Of course, Sarah Michelle Gellar ain't single (sorry, chaps). Boyfriend is Freddie Prinze Jr, king of the dumb frat house comedy and Fred to Gellar's Daphne in the forthcoming Scooby-Doo movie. Gellar claims he doesn't watch her love scenes, though there was one he watched intently. "Yeah, he liked the Cruel Intentions kiss," she laughs, referring to her tender snog with Selma Blair. And, as Barry Norman wouldn't say, why not?
Actors talk a lot of the "fun" of their sets, about the camaraderie between the actors. Most of the time this is a thick smokescreen to disguise the rampaging egos and bitter jealousies that exist behind every sham smile. But there's always been a strong element of truth in this cast's claims. So, what has been among the funniest moments on your set so far? Gellar ponders the question for a moment until her face lights up in ecstatic remembrance. "When we pantsed Nick!" she exclaims.

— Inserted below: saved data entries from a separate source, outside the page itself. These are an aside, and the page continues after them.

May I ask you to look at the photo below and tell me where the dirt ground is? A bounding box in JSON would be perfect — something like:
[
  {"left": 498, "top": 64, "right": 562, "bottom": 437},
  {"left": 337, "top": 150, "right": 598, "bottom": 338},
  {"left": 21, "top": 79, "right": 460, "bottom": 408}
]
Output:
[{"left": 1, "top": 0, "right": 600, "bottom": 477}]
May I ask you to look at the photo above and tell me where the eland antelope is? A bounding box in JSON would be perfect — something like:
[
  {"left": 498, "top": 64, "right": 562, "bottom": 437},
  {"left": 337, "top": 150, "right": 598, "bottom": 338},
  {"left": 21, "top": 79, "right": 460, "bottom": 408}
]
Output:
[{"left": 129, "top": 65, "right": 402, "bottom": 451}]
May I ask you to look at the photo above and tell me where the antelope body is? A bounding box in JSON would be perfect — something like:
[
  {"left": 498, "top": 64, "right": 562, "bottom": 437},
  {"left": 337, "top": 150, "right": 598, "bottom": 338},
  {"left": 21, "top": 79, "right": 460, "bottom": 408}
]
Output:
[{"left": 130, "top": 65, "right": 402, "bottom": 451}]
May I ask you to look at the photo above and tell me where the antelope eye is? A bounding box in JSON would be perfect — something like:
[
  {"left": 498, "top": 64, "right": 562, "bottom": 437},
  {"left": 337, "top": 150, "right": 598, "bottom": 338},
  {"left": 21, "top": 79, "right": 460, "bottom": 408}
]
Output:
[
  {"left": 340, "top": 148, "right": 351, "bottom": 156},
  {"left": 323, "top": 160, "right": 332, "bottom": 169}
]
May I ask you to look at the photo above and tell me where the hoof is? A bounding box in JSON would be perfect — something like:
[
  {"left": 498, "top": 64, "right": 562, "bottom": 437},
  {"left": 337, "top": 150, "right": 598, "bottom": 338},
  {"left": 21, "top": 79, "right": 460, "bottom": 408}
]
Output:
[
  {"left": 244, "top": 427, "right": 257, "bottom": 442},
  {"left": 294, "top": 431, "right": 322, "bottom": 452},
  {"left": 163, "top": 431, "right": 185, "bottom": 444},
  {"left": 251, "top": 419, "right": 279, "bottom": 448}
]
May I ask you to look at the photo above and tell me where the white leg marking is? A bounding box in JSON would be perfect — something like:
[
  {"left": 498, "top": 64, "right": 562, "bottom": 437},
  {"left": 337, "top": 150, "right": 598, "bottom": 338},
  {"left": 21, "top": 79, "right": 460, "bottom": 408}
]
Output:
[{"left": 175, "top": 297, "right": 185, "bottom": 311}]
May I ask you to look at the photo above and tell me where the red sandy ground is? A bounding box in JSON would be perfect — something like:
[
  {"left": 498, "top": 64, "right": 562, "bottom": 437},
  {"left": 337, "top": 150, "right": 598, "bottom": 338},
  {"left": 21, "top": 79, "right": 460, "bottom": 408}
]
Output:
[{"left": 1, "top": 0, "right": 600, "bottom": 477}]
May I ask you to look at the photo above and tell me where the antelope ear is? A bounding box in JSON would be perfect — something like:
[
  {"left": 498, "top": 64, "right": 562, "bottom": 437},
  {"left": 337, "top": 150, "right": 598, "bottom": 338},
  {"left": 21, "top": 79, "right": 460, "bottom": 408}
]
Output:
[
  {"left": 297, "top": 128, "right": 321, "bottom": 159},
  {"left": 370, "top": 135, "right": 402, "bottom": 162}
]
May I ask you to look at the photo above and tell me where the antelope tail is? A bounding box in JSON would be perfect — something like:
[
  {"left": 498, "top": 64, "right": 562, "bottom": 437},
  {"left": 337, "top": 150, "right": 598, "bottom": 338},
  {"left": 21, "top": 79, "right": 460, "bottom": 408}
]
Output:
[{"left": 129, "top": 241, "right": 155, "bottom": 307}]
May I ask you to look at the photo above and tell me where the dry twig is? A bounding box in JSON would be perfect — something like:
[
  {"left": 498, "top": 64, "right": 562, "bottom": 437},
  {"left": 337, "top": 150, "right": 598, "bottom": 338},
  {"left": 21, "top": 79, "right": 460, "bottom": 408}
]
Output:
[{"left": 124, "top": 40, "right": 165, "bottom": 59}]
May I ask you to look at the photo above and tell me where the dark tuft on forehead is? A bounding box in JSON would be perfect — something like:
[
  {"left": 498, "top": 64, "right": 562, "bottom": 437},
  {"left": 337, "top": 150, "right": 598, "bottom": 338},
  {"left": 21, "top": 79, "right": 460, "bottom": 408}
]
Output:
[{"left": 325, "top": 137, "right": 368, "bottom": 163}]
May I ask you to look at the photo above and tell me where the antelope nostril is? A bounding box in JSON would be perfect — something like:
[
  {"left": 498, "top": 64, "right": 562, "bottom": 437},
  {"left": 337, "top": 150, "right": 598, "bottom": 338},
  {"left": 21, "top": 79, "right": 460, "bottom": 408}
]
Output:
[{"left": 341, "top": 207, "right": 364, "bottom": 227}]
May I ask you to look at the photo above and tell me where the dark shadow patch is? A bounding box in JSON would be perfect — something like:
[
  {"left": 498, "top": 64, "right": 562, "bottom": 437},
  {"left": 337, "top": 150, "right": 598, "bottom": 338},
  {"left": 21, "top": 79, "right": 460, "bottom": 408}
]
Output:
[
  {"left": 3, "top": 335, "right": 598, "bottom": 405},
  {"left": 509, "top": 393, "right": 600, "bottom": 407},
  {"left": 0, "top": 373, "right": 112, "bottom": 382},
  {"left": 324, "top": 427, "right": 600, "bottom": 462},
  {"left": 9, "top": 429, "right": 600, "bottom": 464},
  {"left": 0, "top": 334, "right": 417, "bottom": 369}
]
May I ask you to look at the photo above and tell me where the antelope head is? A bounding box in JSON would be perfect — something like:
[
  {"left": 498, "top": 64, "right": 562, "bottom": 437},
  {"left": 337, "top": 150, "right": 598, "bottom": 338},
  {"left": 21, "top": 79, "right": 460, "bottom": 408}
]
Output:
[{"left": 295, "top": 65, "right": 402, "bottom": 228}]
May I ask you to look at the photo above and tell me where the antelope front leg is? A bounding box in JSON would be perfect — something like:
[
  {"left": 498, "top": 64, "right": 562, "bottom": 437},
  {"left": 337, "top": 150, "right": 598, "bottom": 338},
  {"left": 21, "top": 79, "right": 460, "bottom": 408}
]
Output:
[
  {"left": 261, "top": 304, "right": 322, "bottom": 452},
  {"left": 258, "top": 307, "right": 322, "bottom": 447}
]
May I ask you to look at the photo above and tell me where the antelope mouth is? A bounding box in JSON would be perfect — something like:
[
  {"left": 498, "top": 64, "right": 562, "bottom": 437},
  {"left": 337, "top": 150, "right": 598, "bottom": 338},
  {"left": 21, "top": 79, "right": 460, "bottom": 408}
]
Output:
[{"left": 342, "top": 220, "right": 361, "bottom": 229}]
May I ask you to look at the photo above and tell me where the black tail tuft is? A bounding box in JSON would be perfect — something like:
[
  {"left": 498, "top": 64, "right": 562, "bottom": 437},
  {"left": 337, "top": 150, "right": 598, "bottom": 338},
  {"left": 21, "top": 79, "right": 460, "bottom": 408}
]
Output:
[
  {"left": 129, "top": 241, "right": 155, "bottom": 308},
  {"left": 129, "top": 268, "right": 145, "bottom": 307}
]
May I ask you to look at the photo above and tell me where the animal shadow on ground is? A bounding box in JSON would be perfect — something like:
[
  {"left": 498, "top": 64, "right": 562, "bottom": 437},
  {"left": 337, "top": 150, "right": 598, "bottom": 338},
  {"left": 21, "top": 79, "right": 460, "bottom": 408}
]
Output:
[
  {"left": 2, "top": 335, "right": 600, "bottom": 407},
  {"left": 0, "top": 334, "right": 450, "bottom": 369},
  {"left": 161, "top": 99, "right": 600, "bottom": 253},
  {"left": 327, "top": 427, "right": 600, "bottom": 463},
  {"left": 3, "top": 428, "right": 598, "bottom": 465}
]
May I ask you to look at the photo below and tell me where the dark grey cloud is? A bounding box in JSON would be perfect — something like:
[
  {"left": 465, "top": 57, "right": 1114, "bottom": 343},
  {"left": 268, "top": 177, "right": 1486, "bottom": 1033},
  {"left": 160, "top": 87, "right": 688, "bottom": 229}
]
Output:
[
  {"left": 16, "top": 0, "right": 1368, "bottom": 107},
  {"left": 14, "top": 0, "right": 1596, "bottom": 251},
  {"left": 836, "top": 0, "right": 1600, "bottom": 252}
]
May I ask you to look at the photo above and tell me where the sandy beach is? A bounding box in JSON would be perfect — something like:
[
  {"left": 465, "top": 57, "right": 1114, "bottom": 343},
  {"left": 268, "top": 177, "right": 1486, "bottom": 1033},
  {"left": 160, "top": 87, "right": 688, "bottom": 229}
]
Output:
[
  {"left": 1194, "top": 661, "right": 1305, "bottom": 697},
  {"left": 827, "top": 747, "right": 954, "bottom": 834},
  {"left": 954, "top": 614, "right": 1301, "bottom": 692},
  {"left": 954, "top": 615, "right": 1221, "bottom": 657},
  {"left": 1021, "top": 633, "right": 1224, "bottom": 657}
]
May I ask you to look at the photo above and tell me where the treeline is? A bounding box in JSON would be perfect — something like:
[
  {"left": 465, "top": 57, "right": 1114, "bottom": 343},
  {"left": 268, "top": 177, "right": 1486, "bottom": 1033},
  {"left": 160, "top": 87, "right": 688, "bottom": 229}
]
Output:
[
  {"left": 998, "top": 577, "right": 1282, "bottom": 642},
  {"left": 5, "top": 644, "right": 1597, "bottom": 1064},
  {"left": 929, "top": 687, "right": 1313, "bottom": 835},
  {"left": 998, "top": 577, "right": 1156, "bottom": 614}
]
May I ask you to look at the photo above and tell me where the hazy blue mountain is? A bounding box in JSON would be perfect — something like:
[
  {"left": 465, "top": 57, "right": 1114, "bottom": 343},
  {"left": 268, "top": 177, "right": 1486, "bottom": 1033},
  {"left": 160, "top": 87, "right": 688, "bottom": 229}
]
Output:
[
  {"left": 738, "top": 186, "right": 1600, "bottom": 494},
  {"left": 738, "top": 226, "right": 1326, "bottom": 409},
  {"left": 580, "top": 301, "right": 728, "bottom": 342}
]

"When did that happen?" asks a puzzled Noxon.
"Oh, that was before you were here. Alyson [Hannigan] and I came up with this really funny idea to pants Nick [Brendon] - to pull his pants down, in a big gym sequence the first season. About a couple minutes before I chickened out, but Alyson didn't, and Nick wasn't wearing anything underneath his shorts!"
Marti Noxon looks momentarily confused. "I never heard this story..."
Amber Benson said recently in an interview that Gellar gets through a book a week on set, and not shitty airport novels either. She blushes.
"This is interesting coming from Amber, " she says. "Seriously, Amber's like my dealer. She comes up and goes, 'Have you read this book yet?' She's the only person that beats me at the bookstore!"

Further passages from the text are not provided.